A la vuelta deberíamos traer un cordón de Policía Interplanetaria a bordo.

Sir Arthur rompió el embarazoso silencio.

—La Luna, desde tan cerca, ofrecía una vista magnífica... aunque estaba demasiado atemorizado con la enfermedad de la presión para que me levantara a verla.

Casi había terminado ya mi apresurada comida, cuando me sorprendió otro incidente. Los otros dos pasajeros de nuestra mesa entraron y ocuparon sus sitios. Una chica y un hombre de Marte. La chica tenía el asiento de mi izquierda, con el hombre a su lado. Todos los marcianos son altos. La chica era de aproximadamente mi estatura, esto es, seis pies y dos pulgadas. El hombre medía siete pies o más. Ambos usaban la túnica externa marciana. La chica echó la suya hacia atrás. Sus miembros estaban cubiertos de una falsa cota de mallas. Tenía el aspecto, como les gusta tener a todas las marcianas, de una muy belicosa amazona. Pero era una chica bonita. Me sonrió con una mirada franca de ojos escudriñadores.

—El señor Dean dijo a la hora del desayuno que usted era alto y bien parecido. Lo es.

Estos marcianos eran hermanos. Snap me los presentó como Set Miko y Setta Moa (el equivalente marciano de señor y señorita).

Este Miko era, de acuerdo con nuestras medidas terráqueas, un tremendo gigante oscuro, y no era delgado, como son la mayoría de los marcianos, pues este individuo, para sus siete pies de estatura, casi tenía una constitución pesada. Debajo de la túnica llevaba un justillo de cuero plegado y pantalones hasta la rodilla, de los cuales salían las piernas, tan grises y peludas como pilares de fuerza. Había entrado en el salón con aire jactancioso, haciendo resonar su espada de adorno.

—Un viaje agradable hasta el momento —me dijo mientras comenzaba su comida. Su voz tenía el pesado sonido gutural característico de los marcianos. Hablaba un inglés perfecto. Tanto los marcianos como la gente de Venus son por herencia extraordinarios lingüistas.

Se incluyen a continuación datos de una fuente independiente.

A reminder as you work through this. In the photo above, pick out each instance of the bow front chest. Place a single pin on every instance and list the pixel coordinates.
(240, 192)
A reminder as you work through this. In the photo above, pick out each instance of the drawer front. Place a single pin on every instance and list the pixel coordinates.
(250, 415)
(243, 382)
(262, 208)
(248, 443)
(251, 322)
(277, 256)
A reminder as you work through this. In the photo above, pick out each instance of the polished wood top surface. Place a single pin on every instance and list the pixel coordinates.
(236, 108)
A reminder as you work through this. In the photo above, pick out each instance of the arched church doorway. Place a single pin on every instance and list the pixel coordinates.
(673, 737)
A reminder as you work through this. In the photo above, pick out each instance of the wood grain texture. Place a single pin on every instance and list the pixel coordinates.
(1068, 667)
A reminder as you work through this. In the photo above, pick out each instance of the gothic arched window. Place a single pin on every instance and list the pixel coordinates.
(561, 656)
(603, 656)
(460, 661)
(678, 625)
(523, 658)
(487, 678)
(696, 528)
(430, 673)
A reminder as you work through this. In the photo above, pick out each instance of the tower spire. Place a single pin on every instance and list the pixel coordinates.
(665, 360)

Miko y su hermana Moa tenían un deje de acento marciano, casi borrado por haber vivido varios años en el Gran Nueva York.

La sorpresa me vino al cabo de unos pocos minutos. Miko, absorto en atacar su comida, inadvertidamente echó hacia atrás su túnica, dejando al descubierto su antebrazo. Fue un instante solamente, luego volvió a cubrirlo hasta la muñeca. Pero en aquel instante vi, sobre la carne gris, una fina quemadura que se había vuelto roja. Una quemadura muy reciente... como si hubiera recibido en el brazo el calor de un rayo proyectado por un lápiz.

Mi imaginación volvió atrás. Tan sólo la última noche, en el pasillo de la ciudad, Snap y yo habíamos sido seguidos por un marciano. Le había disparado con un rayo de calor y me había parecido que le alcanzara en el brazo. ¿Era éste el misterioso marciano que nos había seguido desde la oficina de Halsey?